The terms of settlement are unclear in relation to the scope of the indemnity for amounts paid for disturbance losses. In the absence of far more detailed submissions, I cannot conclude that MLW will be bound to indemnify the Authority in respect of all of the amounts of compensation paid to MGP. In any event, MGP and MLW are separate legal entities. There may or may not be an ‘evening up’ between them in any given circumstance. I am not persuaded that this factor affects the exercise of the Court’s discretion to permit the trial of the separate questions to be reopened.
Conclusion
If leave to reopen the trial of the separate questions is not granted, MGP will be shut out of making its claim for compensation in circumstances where it has a viable case that it has an interest in land that has been divested by reason of the compulsory acquisition of the land.
MGP has gone to considerable lengths to explain why it did not assert this interest from the outset. I accept this explanation.
The public interest in the finality of litigation is paramount. However, having regard to the context of a compulsory acquisition, and the consequences of the way in which the separate questions for formulated and answered by the Court, I consider that this is an exceptional case warranting the grant of leave to reopen the two separate questions in issue.

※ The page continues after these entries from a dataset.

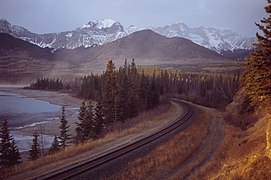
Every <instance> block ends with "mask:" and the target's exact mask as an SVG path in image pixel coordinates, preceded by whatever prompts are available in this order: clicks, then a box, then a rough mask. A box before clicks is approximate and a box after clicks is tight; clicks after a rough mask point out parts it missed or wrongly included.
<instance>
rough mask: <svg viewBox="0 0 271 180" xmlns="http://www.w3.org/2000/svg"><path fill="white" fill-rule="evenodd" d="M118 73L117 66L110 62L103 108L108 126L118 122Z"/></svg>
mask: <svg viewBox="0 0 271 180" xmlns="http://www.w3.org/2000/svg"><path fill="white" fill-rule="evenodd" d="M116 85H117V84H116V71H115V64H114V63H113V61H112V60H109V61H108V63H107V67H106V72H105V74H104V87H103V97H102V98H103V106H104V113H105V122H106V124H109V123H112V122H114V121H116V118H117V117H116V106H115V105H116V90H117V86H116Z"/></svg>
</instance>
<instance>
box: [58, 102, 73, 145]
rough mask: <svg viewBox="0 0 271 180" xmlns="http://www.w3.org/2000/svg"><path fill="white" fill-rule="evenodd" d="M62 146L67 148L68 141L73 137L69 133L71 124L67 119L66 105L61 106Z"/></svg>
mask: <svg viewBox="0 0 271 180" xmlns="http://www.w3.org/2000/svg"><path fill="white" fill-rule="evenodd" d="M60 123H61V124H60V126H59V128H60V136H59V139H60V146H61V147H62V148H65V147H66V146H67V143H68V141H69V140H70V139H71V135H70V134H69V127H70V126H69V125H68V121H67V119H66V115H65V107H64V106H62V108H61V116H60Z"/></svg>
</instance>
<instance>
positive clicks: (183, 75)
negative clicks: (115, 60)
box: [142, 68, 241, 108]
mask: <svg viewBox="0 0 271 180" xmlns="http://www.w3.org/2000/svg"><path fill="white" fill-rule="evenodd" d="M142 71H145V72H149V73H152V74H153V76H154V77H155V82H156V85H157V88H158V89H159V93H160V95H167V96H170V97H179V98H181V99H185V100H188V101H192V102H194V103H197V104H201V105H205V106H209V107H215V108H221V107H224V106H226V105H227V104H228V103H230V102H231V101H232V99H233V96H234V95H235V93H236V91H237V89H238V87H239V85H240V73H241V72H237V73H228V74H227V73H224V74H216V73H184V72H181V71H179V70H165V69H159V68H148V69H146V68H145V69H142Z"/></svg>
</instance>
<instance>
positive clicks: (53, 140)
mask: <svg viewBox="0 0 271 180" xmlns="http://www.w3.org/2000/svg"><path fill="white" fill-rule="evenodd" d="M59 150H60V145H59V141H58V137H57V136H56V135H55V137H54V140H53V142H52V145H51V147H50V149H49V153H52V154H53V153H56V152H57V151H59Z"/></svg>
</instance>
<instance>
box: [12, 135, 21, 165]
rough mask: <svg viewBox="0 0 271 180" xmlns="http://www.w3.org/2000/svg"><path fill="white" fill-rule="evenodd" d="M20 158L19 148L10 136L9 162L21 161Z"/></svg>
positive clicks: (16, 161) (19, 161)
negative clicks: (11, 140) (15, 143)
mask: <svg viewBox="0 0 271 180" xmlns="http://www.w3.org/2000/svg"><path fill="white" fill-rule="evenodd" d="M20 159H21V155H20V152H19V149H18V147H17V146H16V144H15V140H14V139H13V138H12V141H11V148H10V162H11V165H15V164H19V163H21V161H20Z"/></svg>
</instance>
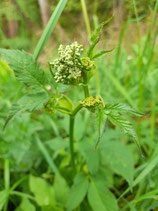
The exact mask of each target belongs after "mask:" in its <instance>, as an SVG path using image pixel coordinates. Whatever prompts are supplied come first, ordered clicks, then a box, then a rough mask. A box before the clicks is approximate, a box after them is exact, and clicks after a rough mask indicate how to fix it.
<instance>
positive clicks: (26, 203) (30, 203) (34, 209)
mask: <svg viewBox="0 0 158 211" xmlns="http://www.w3.org/2000/svg"><path fill="white" fill-rule="evenodd" d="M16 210H17V211H28V210H29V211H36V208H35V206H34V205H33V204H32V203H31V202H30V201H29V200H28V199H27V198H26V197H25V198H23V199H22V202H21V204H20V206H19V207H18V209H16Z"/></svg>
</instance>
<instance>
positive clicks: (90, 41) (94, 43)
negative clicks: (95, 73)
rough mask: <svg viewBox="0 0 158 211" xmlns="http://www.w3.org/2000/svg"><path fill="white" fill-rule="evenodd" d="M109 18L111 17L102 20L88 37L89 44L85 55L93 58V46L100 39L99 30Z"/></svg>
mask: <svg viewBox="0 0 158 211" xmlns="http://www.w3.org/2000/svg"><path fill="white" fill-rule="evenodd" d="M110 20H111V18H109V19H108V20H106V21H104V22H103V23H101V24H100V25H99V26H98V28H97V29H96V30H95V32H94V34H93V35H92V37H91V39H90V46H89V50H88V52H87V55H88V57H89V58H91V59H92V58H93V56H92V55H93V50H94V48H95V46H96V45H97V43H98V42H99V40H100V32H101V29H102V28H103V26H104V25H105V24H106V23H108V22H109V21H110Z"/></svg>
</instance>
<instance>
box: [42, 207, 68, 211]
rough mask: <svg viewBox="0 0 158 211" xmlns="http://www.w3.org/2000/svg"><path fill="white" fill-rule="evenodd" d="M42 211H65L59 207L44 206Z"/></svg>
mask: <svg viewBox="0 0 158 211" xmlns="http://www.w3.org/2000/svg"><path fill="white" fill-rule="evenodd" d="M41 211H64V209H62V208H59V207H52V206H44V207H42V210H41Z"/></svg>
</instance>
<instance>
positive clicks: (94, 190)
mask: <svg viewBox="0 0 158 211" xmlns="http://www.w3.org/2000/svg"><path fill="white" fill-rule="evenodd" d="M88 201H89V203H90V205H91V207H92V208H93V210H94V211H96V210H99V211H117V210H118V207H117V201H116V199H115V197H114V195H113V194H112V193H111V192H110V191H109V190H108V188H107V187H106V185H105V182H104V180H100V179H97V178H93V179H91V183H90V185H89V189H88Z"/></svg>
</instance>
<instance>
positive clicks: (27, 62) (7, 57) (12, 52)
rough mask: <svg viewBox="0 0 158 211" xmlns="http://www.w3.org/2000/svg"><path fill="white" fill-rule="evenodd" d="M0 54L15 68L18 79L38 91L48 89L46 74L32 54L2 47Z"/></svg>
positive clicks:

In so deciding, I am satisfied that the Authority will not suffer prejudice on the basis that MGP has agreed to pay the Authority’s costs thrown away on an indemnity basis and to forgo any entitlement to interest under the LAC Act for the period between 18 December 2013 and 27 May 2016.
Leave to reopen questions (c) and (d) of the separate questions is granted, subject to the giving of the undertaking in relation to costs thrown away and interest referred to in the preceding paragraph.